This invention relates to variable resistance cards, and more particularly to hybrid resistance cards (R-Cards) which are more versatile and adaptable, yet less expensive, than existing R-Cards, and methods for manufacturing same using a two-step printing process involving conductive and resistive inks.
R-Cards are a tapered resistive sheet, useful in a number of diverse applications. As shown in the prior art FIGS. 1 and 2, in a state of the art R-Card 10, the electrical resistivity is tapered across the width of the sheet 12, ranging from a relatively high (approximately air) resistance to a relatively low (approximately metal) resistance, following a desired resistivity curve (see FIG. 2). This resistive taper is repeated along the entire length of the sheet 12. Currently, a number of manufacturing processes are used to produce R-Cards. One of the most prevalent methods is to evaporate a conductive metal onto a kapton substrate. Another prevalent method involves sputtering onto a scrim material. Yet another method involves spraying material onto a substrate. However, these processes are not consistent from production lot to lot. Additionally, only linear lengths can be manufactured using the evaporated or sputtering method, since it is only possible to make an end-to-end taper, rather than being able to taper the resistance in any direction. Consequently, corners cannot be made in a continuous piece. As a result, R-Cards currently are mitered to cover curved surfaces, which is expensive, time consuming, and can be a source of performance degradation, since entire parts cannot be covered with one card.
Additional problems plaguing current state of the art R-Cards are numerous. Among them is that the resistivity curves that R-Cards currently follow are empirically manufactured at best. Current methods do not allow for flexibility in choosing the best substrate for the application. Furthermore, current production methods are very limited with regard to the high and low end resistances.
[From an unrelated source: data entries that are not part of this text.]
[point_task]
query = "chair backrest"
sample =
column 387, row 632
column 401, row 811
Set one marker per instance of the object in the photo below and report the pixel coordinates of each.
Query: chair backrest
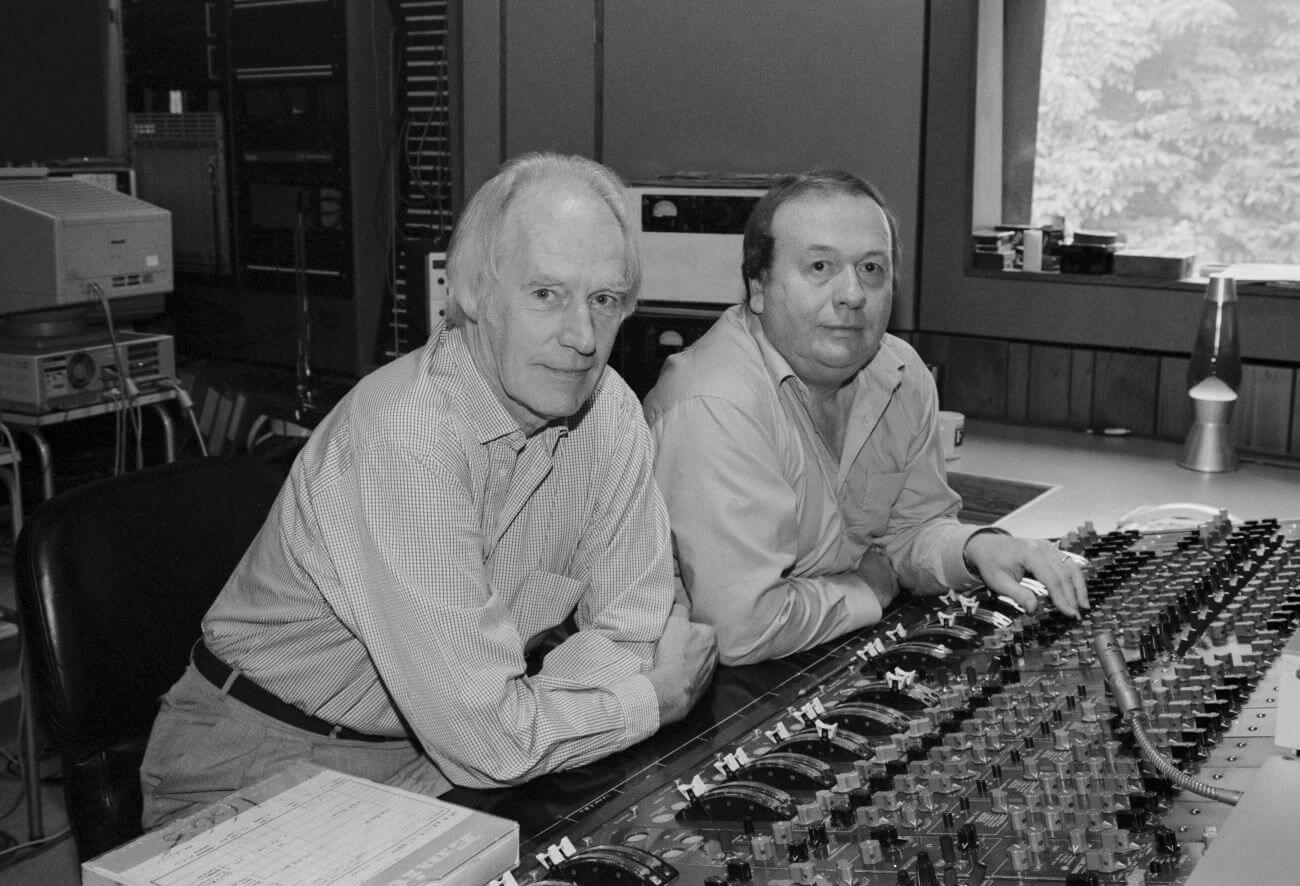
column 112, row 581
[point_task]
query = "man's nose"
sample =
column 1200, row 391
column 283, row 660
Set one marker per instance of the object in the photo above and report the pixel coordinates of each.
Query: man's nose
column 850, row 292
column 579, row 330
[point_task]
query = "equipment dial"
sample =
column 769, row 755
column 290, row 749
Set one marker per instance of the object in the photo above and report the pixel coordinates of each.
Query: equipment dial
column 81, row 369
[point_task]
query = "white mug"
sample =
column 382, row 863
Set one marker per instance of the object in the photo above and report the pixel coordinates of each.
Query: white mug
column 950, row 428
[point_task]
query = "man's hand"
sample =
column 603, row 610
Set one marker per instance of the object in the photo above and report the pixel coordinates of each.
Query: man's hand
column 875, row 569
column 683, row 664
column 1001, row 561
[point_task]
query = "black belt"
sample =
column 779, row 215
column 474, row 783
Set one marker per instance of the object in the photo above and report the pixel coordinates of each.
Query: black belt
column 259, row 699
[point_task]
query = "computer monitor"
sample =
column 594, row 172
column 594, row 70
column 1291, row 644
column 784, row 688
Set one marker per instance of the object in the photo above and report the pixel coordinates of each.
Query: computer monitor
column 68, row 246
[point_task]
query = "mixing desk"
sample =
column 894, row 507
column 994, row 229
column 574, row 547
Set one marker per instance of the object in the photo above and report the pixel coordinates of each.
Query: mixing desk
column 958, row 742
What is needed, therefore, are new manufacturing processes which will produce R-Cards that can smoothly follow a curvature without mitering, enabling coverage of an entire part with a single R-Card. Also needed are methods for producing R-Cards which can follow any resistivity curve accurately and which can be designed to start and stop at particular resistances. Most importantly, what is needed is a relatively low cost production process which produces consistently high quality R-Cards in every production run.